Chris befindet sich währenddessen mit John in dessen Wohnung und schiebt den allgemeinen „Keiner versteht mich!“-Pubertätsblues, während John seiner Assistentin Glenda sagt, dass er seinen Flug verpasst habe und ihr dabei gleichzeitig den schwarzen Peter zuschiebt, dass sie diese Tatsache dem Boss (der bereits bei der Tagung ist) verklickern soll. (Irgendwie irritiert mich die romantische Musik, die im Hintergrund läuft und zwar schon VOR Glendas Anruf.)
John fragt Chris, wieso er so eine Scheiße veranstaltet. Der antwortet darauf, dass das Leben eben langweilig sei, allerdings habe er jetzt ein „uncooles Gefühl“. Anstatt Chris für seine Blödheit eine reinzuhauen (außerdem ist die Aussage so ziemlich das Gegenteil von dem, was Chris vorhin seinen Eltern mitgeteilt hat) sagt John nur, dass sein Schutzengel wohl Schwerstarbeit zu leisten hatte bei dem Crash vorhin. Außerdem sagt John der Name Samael was. Bei ihm handelt es sich um einen Höllenengel, welcher der Todfeind aller Schutzengel sei und der außerdem den Hochmut bestrafen würde. Um es für dich nochmal zu übersetzen lieber Chris: Da damit wohl kaum der Hochmut der Schutzengel gemeint ist, kann das nur jenen der Schützlinge gedacht sein. Du hast also mit deinen bescheuerten Stunts deinen Schutzengel, der gleichzeitig die Frau ist, die du liebst, umgebracht. Ich glaube, du hast deinem Psychiater demnächst einiges zu erzählen, kann das sein?

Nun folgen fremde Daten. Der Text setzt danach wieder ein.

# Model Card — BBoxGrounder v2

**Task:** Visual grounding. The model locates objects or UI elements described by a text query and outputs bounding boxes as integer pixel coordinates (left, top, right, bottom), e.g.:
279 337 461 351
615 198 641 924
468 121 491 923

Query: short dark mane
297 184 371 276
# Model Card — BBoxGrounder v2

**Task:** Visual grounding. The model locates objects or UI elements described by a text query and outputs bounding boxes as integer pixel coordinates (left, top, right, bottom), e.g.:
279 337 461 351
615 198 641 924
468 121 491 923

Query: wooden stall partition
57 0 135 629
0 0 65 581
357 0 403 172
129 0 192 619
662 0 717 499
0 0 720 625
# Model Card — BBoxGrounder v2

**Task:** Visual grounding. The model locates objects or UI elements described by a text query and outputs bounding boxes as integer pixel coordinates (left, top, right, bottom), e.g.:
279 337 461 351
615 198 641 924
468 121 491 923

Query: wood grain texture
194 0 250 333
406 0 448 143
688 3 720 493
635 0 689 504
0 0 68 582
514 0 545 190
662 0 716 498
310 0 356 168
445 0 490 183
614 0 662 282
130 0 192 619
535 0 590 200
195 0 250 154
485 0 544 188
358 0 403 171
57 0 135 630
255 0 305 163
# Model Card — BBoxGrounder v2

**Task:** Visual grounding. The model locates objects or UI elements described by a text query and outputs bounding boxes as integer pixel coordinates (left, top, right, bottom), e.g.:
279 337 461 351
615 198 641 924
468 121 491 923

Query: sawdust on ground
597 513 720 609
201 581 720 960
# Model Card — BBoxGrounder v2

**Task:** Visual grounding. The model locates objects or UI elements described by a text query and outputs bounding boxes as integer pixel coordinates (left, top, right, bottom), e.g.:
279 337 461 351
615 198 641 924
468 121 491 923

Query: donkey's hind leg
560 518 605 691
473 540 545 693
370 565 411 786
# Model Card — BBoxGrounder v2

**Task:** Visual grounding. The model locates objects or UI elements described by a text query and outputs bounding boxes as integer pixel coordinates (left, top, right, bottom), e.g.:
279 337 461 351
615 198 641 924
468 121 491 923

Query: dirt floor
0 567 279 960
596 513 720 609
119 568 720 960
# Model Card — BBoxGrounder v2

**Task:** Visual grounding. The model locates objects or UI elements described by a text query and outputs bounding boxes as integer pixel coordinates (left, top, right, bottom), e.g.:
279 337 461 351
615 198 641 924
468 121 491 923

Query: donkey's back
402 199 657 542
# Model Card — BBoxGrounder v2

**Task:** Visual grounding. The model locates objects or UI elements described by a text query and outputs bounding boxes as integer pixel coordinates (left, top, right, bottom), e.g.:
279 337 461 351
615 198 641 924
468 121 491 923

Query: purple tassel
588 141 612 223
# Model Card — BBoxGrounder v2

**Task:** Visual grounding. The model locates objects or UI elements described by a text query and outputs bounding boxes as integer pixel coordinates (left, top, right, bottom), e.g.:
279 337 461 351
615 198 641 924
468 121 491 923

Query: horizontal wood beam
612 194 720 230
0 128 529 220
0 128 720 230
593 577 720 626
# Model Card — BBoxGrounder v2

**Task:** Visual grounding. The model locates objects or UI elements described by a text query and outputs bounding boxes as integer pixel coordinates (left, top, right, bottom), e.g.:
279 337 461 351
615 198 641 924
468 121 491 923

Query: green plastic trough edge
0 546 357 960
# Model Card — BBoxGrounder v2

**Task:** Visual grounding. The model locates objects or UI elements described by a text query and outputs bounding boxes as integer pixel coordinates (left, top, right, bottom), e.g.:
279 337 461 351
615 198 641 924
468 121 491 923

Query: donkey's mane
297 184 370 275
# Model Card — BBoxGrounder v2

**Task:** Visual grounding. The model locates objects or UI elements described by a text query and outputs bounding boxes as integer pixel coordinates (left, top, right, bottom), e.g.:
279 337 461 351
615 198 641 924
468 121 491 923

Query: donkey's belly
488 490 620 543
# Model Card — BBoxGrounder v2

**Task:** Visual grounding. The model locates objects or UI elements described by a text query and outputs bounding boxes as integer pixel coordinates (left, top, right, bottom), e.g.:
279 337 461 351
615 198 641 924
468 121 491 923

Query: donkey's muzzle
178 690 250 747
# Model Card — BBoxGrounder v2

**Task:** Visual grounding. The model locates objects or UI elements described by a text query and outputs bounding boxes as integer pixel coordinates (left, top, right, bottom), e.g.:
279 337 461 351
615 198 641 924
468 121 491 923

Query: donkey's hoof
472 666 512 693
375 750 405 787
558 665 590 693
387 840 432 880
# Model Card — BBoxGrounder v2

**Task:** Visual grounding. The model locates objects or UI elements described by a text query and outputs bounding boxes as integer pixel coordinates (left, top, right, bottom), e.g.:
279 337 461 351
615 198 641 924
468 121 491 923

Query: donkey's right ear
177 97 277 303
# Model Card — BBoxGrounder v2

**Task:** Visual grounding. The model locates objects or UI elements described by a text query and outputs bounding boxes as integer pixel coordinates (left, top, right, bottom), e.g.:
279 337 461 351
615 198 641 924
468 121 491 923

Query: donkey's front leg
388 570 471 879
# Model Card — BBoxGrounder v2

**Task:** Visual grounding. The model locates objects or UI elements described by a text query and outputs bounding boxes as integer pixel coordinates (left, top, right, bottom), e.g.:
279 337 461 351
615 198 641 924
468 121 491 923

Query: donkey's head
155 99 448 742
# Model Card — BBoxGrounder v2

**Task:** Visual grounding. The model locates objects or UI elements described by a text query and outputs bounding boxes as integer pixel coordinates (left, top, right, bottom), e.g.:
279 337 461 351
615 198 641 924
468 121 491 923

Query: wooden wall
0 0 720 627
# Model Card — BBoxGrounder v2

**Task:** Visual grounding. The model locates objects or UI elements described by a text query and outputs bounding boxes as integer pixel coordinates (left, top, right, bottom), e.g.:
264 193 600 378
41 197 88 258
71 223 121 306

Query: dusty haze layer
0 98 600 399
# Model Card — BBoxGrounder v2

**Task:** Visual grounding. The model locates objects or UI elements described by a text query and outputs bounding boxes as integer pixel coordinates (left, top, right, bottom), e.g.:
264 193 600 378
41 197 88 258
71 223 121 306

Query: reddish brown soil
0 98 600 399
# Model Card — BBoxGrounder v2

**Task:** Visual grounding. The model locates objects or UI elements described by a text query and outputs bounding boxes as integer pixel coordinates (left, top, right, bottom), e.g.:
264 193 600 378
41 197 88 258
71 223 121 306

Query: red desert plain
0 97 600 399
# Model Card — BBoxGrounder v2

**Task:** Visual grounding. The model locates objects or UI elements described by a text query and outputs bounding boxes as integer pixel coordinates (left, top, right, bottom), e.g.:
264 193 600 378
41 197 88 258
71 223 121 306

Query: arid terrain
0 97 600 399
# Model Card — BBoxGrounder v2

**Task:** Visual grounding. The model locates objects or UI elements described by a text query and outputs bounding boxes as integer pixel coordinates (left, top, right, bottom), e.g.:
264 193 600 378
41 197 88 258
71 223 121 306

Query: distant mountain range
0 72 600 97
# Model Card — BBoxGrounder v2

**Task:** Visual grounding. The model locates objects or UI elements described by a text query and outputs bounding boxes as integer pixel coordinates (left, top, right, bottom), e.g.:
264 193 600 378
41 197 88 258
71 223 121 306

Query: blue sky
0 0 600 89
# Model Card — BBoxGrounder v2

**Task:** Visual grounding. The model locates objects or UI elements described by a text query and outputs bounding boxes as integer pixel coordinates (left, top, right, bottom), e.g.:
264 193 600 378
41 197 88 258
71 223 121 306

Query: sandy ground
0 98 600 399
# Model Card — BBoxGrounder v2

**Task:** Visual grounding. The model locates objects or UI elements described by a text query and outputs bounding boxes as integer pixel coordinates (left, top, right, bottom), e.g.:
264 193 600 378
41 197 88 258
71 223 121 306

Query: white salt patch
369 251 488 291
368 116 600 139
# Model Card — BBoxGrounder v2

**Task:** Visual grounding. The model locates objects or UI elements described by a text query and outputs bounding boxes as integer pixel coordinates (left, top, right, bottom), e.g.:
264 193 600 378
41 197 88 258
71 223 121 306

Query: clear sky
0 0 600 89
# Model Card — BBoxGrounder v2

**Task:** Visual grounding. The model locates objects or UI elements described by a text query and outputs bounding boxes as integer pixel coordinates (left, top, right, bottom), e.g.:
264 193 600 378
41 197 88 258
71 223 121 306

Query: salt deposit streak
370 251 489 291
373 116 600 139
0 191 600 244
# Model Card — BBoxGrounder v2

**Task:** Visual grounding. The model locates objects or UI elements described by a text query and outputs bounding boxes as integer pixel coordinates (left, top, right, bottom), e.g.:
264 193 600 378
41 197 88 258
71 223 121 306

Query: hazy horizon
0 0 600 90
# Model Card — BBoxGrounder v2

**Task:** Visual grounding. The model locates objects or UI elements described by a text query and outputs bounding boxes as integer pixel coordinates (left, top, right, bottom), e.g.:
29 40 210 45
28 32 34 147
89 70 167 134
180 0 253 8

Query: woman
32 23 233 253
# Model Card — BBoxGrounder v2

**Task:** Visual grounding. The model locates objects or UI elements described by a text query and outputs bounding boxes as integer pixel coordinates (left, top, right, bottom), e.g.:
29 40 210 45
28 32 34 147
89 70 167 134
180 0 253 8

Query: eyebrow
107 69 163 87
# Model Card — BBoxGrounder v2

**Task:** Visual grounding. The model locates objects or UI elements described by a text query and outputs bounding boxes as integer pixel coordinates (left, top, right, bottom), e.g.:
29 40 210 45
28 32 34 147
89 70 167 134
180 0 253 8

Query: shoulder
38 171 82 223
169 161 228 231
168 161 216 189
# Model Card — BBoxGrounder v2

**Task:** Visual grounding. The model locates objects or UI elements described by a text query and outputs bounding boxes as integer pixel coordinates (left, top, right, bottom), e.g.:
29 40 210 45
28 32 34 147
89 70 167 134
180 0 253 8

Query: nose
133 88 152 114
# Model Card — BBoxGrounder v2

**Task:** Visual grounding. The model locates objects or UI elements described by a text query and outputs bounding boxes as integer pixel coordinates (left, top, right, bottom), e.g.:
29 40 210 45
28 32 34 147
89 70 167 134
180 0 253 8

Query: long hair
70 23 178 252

Die Engelin hat sich mittlerweile auf einem Friedhof einen schönen Platz zum Sterben ausgesucht. John und Chris sind in der Zwischenzeit auf dem Weg, da Chris „weiß“, dass seine Engelin auf dem „Friedhof der gerechten Kinder“ (sind das Kinder, die als Kriegshelden gestorben sind, oder was?) sterben wird. Außerdem rhabarbert er über „Last Action Hero“ und John sagt, er wäre nicht Arnold Schwarzenegger (wär ich nie drauf gekommen). Samael sagt in der Zwischenzeit, was für ein schöner Platz das nicht wäre und dass es ihm das Herz brechen würde, dass er den Engel nun erledigen müsse. Er sagt ihr – bevor er sie mit Pfeil und Bogen erledigt – noch, dass er ihren Schützling bereits gefunden hat. Dann schießt er, unsere Engelin stirbt und verwandelt sich in eine Schaufensterpuppe. (What the Fuck??? Wollen die Macher damit echt sagen, dass JEDER Engel erst in eine Schaufensterpuppe steigen muss, damit er hier herumgeistern kann?? Der billige rote CGI-Nebel macht die Sache auch nicht wirklich besser. *kopfpatsch*) John und Chris finden den toten Schutzengel und John sagt zu dem Jungen daraufhin, dass sie leider zu spät gekommen wären (natürlich erkennt Chris in der Schaufensterpuppe, die nicht einmal die geringste Ähnlichkeit mit dem Schutzengel aufweist, sofort als die von ihm Geliebte wieder).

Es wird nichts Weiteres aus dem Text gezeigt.